Backend filesystem requirements
From Ceph wiki
The following list describes what is required of a file system so that ceph can run on top of it.
- support for xattrs
Filesystem needs to support xattrs.
- Large xattrs
Certain file systems provide xattrs, however, they only support small sized xattrs. E.g., ext3/4 support only 4K xattrs.
We do hit the limit with radosgw pretty easily, though, and may also hit it in exceptional cases where the OSD cluster is very unhealthy.
XFS does not have an xattr size limit and thus does not have this problem.
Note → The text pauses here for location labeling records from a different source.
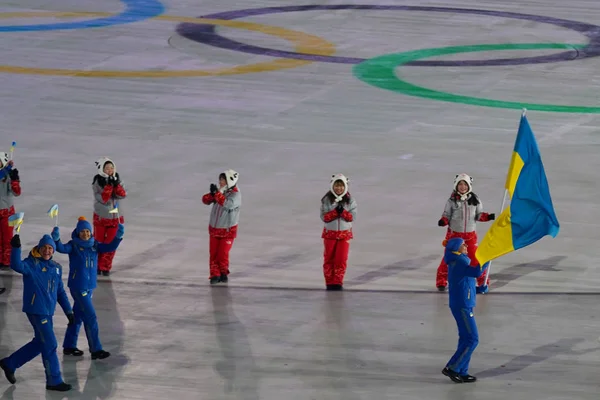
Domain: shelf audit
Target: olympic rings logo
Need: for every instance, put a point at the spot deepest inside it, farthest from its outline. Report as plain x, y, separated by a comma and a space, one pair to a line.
378, 71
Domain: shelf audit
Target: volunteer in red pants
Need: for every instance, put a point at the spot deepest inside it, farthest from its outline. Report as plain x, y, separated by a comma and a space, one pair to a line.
108, 192
226, 201
10, 187
463, 209
338, 211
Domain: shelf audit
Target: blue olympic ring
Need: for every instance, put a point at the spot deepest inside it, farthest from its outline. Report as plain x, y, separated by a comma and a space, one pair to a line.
135, 11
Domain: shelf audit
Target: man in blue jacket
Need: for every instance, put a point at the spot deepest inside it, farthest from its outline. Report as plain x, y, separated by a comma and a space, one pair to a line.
42, 289
83, 252
461, 283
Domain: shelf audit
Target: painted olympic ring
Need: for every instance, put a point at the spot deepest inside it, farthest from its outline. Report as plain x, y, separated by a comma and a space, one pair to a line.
135, 11
207, 34
303, 42
380, 72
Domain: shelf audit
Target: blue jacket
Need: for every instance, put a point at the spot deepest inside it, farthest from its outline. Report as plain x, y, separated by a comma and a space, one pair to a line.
42, 281
461, 276
83, 260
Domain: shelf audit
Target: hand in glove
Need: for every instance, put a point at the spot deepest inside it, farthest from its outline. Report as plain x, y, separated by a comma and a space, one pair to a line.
116, 180
473, 200
120, 231
14, 174
15, 241
55, 234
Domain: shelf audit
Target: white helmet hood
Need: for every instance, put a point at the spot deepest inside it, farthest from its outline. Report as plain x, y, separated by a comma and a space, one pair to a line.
339, 177
100, 166
4, 159
231, 177
468, 180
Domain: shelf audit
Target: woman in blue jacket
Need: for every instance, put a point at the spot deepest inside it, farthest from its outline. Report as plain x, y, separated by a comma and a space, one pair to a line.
462, 292
42, 289
83, 252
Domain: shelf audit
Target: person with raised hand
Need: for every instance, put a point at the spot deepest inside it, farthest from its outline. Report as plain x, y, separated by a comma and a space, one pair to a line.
226, 200
42, 289
10, 187
462, 301
83, 250
109, 190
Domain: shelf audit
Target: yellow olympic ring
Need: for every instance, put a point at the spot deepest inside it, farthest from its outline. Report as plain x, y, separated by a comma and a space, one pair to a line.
303, 42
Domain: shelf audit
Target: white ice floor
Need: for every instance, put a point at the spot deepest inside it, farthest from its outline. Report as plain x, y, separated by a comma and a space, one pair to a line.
274, 333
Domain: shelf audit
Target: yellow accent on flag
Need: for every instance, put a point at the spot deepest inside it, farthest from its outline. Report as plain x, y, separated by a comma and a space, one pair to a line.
530, 215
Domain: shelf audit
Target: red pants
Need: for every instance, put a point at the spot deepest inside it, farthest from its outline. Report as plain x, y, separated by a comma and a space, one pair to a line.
471, 241
6, 233
105, 234
335, 260
219, 256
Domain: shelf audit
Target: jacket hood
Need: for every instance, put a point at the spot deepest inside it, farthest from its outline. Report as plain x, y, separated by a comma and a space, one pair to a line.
451, 253
45, 240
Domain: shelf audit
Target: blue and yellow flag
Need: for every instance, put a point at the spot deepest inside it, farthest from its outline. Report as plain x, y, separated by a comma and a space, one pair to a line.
530, 215
53, 211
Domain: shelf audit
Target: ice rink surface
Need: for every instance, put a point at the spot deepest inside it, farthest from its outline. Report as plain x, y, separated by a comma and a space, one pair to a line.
274, 333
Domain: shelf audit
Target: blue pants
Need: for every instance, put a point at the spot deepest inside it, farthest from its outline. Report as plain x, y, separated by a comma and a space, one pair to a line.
468, 338
44, 343
84, 312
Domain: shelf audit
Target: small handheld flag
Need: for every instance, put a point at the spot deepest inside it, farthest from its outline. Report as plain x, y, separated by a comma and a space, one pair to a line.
53, 213
16, 220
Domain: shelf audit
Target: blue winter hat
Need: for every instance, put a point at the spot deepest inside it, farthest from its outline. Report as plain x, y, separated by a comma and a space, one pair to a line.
46, 240
454, 244
82, 224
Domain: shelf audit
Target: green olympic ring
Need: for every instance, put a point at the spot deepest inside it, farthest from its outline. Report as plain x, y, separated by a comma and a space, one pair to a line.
380, 72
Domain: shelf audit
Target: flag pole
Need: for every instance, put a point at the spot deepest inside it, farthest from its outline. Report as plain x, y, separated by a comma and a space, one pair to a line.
487, 272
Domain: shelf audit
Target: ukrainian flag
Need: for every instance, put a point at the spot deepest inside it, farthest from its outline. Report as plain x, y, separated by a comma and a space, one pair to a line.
530, 215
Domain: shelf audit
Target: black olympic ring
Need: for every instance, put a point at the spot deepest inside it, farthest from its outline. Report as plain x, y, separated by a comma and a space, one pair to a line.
206, 34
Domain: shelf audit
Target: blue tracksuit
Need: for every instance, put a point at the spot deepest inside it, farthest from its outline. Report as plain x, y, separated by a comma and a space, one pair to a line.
42, 289
461, 287
83, 266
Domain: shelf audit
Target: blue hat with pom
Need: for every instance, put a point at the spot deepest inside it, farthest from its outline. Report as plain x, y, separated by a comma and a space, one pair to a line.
82, 224
46, 240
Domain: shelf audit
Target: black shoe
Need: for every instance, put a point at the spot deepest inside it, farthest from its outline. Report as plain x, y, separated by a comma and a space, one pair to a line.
456, 378
61, 387
10, 375
72, 352
100, 355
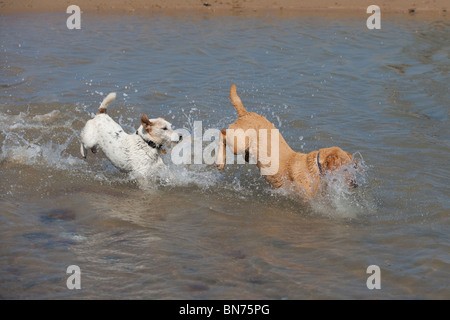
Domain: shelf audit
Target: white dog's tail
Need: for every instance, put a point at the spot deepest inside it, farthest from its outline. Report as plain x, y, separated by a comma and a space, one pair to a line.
105, 103
236, 101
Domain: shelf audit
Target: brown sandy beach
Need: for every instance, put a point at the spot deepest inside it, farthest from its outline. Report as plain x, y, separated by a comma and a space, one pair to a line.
329, 7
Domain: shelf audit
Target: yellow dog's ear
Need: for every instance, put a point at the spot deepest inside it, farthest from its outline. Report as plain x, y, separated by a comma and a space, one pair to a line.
335, 158
145, 121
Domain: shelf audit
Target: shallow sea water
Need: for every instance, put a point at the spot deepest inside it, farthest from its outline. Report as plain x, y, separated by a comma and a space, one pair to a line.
204, 234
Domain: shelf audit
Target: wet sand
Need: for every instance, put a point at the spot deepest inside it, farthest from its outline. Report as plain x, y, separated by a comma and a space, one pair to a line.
423, 8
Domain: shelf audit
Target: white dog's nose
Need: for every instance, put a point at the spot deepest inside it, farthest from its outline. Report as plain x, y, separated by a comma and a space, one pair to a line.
176, 137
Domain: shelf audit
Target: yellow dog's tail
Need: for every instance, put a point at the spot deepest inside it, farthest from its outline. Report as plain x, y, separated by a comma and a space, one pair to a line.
236, 101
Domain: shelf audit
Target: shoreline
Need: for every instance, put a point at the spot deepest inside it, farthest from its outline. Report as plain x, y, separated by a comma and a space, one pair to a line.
407, 8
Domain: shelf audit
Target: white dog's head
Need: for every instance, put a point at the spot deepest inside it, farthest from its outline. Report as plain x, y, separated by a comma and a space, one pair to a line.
158, 131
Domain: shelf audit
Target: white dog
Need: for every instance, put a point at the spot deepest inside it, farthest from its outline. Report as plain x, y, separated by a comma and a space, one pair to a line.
138, 153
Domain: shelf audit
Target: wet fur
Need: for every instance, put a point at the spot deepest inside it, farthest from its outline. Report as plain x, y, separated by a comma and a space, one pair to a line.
297, 168
128, 152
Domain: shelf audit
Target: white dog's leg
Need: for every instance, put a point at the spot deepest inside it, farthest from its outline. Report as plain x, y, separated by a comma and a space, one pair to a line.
88, 138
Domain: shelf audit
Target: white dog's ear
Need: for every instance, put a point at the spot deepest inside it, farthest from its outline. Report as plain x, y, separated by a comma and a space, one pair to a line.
145, 121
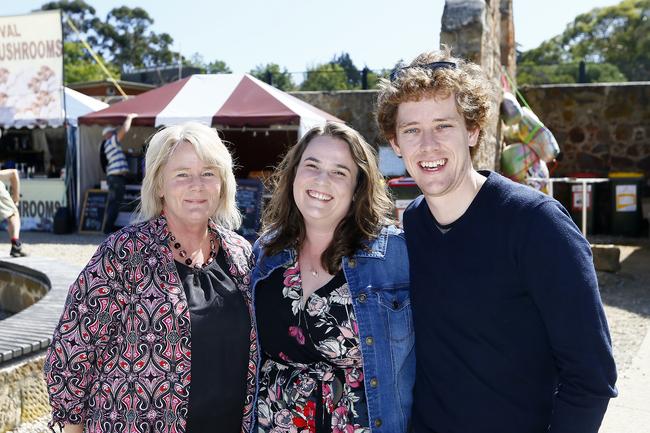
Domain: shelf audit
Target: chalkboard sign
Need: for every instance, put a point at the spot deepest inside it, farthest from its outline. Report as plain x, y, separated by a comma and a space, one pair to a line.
249, 202
93, 212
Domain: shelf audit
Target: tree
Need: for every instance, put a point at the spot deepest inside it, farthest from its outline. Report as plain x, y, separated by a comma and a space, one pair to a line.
618, 35
353, 75
82, 16
531, 73
279, 78
79, 66
126, 35
216, 67
326, 76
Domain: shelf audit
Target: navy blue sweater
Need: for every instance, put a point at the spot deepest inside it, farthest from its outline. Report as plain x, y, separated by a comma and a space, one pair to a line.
511, 336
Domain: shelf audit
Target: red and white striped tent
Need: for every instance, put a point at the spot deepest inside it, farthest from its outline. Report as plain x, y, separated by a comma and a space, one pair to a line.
259, 120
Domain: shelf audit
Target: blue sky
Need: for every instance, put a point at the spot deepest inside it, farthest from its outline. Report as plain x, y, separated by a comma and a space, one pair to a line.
299, 33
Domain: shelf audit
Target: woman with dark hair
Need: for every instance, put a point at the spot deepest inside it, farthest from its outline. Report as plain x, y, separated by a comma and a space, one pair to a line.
331, 292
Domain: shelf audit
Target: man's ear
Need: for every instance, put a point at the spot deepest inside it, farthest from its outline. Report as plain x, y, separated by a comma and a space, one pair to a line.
473, 137
395, 146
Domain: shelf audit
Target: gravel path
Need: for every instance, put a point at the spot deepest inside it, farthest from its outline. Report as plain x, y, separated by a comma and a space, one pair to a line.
626, 294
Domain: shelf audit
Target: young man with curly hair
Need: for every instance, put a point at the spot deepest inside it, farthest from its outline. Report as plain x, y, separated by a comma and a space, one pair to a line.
511, 336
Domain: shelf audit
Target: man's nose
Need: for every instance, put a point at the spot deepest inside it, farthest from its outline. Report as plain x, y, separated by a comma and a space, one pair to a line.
429, 139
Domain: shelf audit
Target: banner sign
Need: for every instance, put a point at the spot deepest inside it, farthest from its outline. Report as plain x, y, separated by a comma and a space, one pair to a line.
31, 70
39, 201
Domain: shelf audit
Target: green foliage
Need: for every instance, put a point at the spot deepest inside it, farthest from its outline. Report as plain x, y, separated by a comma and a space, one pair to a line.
79, 67
529, 73
124, 38
353, 75
215, 67
327, 76
280, 78
126, 35
617, 35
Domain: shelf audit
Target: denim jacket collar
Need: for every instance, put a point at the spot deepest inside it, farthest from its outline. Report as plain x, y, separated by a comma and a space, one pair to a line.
374, 248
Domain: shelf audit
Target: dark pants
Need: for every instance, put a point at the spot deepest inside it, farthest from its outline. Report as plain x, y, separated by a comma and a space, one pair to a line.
116, 187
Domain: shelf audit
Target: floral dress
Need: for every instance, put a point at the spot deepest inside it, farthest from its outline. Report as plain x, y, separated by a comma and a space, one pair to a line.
312, 374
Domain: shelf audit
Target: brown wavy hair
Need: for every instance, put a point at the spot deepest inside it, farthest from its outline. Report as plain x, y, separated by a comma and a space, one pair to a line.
372, 208
473, 91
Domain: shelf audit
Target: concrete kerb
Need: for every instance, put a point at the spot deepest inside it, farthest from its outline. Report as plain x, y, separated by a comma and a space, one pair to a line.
24, 338
26, 330
630, 412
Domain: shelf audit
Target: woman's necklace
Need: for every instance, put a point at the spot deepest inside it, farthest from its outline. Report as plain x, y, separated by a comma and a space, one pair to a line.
188, 260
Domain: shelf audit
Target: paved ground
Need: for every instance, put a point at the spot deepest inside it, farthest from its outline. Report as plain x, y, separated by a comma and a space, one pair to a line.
626, 296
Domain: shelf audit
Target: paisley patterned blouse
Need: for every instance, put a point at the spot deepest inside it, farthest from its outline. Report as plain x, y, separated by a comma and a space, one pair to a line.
120, 357
312, 375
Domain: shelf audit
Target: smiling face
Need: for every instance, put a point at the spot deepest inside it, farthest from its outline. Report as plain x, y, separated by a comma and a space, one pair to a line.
433, 140
190, 188
325, 180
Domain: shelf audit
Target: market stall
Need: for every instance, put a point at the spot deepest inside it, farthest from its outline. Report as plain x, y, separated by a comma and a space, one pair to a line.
256, 120
42, 149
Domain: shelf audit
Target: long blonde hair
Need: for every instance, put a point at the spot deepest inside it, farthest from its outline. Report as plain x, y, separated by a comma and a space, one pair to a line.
210, 149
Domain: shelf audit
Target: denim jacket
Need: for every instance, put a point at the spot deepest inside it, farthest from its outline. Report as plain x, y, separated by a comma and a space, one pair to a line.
378, 279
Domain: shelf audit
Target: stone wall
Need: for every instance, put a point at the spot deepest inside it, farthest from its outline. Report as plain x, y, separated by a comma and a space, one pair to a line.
23, 394
599, 127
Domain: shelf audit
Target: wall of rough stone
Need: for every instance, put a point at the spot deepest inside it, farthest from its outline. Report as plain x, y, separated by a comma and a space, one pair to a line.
23, 394
599, 127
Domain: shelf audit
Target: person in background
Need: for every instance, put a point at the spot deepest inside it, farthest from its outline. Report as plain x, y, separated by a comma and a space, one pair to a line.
331, 290
511, 332
116, 167
9, 209
157, 332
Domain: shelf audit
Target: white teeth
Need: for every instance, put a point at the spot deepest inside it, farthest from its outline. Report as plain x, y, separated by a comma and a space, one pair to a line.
433, 164
319, 195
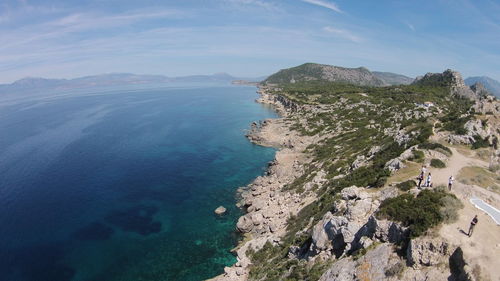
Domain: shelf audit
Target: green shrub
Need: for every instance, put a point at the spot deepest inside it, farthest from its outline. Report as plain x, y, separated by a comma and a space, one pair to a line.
418, 156
395, 270
406, 185
418, 213
436, 163
479, 142
449, 209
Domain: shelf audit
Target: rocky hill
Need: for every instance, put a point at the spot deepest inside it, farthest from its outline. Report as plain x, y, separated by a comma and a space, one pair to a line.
492, 85
393, 78
340, 200
322, 72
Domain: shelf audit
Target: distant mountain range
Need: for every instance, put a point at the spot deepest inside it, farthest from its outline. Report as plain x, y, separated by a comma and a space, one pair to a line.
492, 85
322, 72
112, 79
393, 78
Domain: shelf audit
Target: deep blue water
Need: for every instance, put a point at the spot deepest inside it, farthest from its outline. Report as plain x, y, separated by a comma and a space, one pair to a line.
122, 185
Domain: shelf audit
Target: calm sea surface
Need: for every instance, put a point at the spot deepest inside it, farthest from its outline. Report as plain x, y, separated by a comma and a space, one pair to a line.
122, 185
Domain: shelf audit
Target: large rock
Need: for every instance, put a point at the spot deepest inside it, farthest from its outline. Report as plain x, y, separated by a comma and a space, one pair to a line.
387, 231
220, 210
372, 266
245, 224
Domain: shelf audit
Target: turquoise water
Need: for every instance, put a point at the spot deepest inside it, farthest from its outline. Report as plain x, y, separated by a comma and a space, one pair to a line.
122, 185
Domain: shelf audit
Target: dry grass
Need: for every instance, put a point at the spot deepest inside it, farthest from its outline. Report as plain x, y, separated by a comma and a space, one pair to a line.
480, 177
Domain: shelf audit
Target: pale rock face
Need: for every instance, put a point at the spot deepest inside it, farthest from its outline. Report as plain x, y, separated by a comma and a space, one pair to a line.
394, 165
372, 266
245, 224
425, 251
220, 210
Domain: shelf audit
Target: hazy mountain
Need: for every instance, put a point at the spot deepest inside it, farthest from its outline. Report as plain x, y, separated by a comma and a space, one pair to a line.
492, 85
393, 78
323, 72
111, 79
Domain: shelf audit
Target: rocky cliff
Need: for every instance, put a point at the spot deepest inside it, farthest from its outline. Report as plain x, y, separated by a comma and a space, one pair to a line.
322, 72
333, 204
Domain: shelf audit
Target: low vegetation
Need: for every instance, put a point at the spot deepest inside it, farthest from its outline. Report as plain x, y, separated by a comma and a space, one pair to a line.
427, 209
351, 121
418, 156
406, 185
480, 177
437, 147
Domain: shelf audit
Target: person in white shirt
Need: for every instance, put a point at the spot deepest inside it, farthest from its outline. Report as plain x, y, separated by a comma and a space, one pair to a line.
428, 183
450, 182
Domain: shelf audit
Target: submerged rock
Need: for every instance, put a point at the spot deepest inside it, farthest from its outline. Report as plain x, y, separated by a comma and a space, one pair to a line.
220, 210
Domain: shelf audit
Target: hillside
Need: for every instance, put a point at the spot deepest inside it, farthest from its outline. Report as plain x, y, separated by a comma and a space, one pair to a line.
492, 85
393, 78
340, 201
322, 72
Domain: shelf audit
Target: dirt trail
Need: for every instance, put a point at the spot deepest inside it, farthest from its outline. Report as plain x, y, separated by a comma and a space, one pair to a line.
483, 248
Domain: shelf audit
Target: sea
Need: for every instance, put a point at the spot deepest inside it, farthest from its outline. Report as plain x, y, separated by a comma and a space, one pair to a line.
122, 184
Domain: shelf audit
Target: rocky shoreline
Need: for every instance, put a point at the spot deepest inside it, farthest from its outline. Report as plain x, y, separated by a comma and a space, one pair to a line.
268, 207
349, 238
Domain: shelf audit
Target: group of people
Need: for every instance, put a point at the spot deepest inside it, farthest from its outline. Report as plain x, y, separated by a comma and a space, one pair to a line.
428, 183
428, 179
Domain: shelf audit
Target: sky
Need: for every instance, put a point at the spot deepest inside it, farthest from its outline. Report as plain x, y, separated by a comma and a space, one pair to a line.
246, 38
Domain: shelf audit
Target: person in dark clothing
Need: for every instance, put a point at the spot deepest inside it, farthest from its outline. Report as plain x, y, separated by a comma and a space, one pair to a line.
472, 225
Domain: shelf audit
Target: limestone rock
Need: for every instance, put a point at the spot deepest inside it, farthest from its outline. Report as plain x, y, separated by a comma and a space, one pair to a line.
245, 224
426, 251
220, 210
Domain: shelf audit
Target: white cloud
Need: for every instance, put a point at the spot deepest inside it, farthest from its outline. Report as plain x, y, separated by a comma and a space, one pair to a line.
410, 26
342, 33
259, 3
325, 4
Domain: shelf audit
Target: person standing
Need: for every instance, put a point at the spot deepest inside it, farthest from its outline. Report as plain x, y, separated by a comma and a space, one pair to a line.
472, 225
450, 182
420, 179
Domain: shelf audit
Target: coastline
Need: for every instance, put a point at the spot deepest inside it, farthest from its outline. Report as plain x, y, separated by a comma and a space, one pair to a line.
267, 206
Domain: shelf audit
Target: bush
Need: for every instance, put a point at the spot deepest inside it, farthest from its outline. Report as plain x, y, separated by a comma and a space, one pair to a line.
407, 185
395, 270
436, 163
418, 213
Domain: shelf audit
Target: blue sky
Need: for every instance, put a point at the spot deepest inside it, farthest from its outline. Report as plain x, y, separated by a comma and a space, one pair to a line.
66, 39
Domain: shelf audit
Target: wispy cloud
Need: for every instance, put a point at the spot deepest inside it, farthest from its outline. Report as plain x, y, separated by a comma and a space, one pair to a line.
325, 4
410, 26
258, 3
342, 33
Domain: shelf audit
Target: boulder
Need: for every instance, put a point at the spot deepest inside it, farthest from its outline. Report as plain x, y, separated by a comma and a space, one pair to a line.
426, 251
220, 210
245, 224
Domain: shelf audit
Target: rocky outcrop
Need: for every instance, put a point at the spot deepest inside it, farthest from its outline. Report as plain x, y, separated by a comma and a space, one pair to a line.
312, 71
220, 210
375, 265
427, 251
479, 89
449, 78
354, 226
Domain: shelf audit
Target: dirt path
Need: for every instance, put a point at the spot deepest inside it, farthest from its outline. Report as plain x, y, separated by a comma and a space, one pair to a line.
483, 248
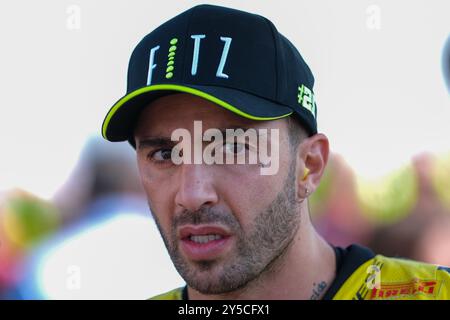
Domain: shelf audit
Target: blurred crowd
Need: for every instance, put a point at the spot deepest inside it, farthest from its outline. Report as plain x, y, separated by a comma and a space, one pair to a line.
404, 214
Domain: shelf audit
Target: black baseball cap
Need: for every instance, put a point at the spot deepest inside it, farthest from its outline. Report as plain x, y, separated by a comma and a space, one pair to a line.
233, 58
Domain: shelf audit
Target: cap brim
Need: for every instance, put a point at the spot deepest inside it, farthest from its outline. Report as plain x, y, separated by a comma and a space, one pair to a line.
121, 118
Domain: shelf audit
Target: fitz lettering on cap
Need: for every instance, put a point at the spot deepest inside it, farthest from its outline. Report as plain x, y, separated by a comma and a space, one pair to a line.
195, 57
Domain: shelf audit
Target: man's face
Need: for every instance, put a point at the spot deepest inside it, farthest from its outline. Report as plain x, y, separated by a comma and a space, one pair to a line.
223, 224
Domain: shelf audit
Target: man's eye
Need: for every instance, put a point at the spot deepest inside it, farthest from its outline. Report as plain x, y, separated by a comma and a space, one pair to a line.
161, 155
235, 147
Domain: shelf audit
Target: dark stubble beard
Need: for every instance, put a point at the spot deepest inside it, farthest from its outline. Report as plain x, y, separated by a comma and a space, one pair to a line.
257, 251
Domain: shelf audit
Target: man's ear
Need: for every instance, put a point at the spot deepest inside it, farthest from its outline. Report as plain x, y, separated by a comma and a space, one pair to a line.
312, 159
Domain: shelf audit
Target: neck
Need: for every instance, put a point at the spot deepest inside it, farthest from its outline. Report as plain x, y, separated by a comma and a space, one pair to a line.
304, 271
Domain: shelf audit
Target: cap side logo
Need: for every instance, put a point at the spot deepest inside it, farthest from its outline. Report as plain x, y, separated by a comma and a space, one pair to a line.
307, 100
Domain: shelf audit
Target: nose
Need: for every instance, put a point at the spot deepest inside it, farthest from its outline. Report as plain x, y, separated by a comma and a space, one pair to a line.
196, 188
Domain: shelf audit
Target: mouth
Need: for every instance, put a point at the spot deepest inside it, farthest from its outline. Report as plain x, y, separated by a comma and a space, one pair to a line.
204, 242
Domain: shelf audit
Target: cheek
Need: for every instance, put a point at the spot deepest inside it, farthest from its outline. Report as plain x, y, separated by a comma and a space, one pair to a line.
159, 196
247, 193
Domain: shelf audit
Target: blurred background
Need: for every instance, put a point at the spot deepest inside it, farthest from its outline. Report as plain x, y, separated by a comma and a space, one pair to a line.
74, 222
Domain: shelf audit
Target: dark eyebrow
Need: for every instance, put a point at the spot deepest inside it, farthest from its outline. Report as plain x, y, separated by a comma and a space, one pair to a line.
155, 142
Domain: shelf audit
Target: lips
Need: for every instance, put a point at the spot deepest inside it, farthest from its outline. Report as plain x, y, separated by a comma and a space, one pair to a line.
204, 242
189, 231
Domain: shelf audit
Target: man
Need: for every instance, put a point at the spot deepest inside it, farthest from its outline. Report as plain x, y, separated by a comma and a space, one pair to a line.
234, 231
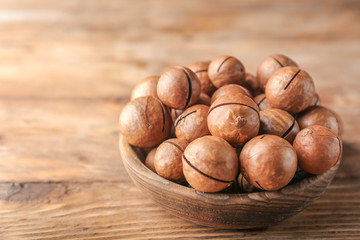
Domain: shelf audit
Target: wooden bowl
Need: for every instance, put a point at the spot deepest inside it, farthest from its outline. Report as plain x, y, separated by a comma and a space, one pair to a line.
240, 211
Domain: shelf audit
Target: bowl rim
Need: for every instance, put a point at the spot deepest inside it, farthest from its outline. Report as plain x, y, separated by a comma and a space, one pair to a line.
131, 159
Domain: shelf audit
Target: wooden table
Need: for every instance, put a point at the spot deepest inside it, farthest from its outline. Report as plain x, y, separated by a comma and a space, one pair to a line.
66, 70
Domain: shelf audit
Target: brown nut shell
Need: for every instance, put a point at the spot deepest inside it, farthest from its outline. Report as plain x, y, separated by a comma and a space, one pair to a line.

btrfs limits individual xattrs; however, we can work around that by chaining multiple xattrs as it doesn't limit the total size of xattrs per file (unlike ext3/ext4).
(note: it may be that we could modify radosgw to use fewer xattrs at the cost of reduced functionality, but that is yet to be proven)
So the order of preference:
(a) no xattr size limit (total or individual) (b) limit on individual xattr (e.g., for btrfs it just fits into a btree node), but no limit on total xattrs. (c) large limit on total xattrs.
- Keeping consistent state
There are a few options here (in order of preference):
(a) the ability to create and remove snapshots programmatically over a file system volume. Snapshot creation needs to be fast. (b) fsync on a just-written file flushes the underlying fs's journal such that all previous operations are also committed (such as ext3's data=journal) (c) ability to sync a single mounted file system (d) operational sync operation (should be with any POSIX-compliant file system).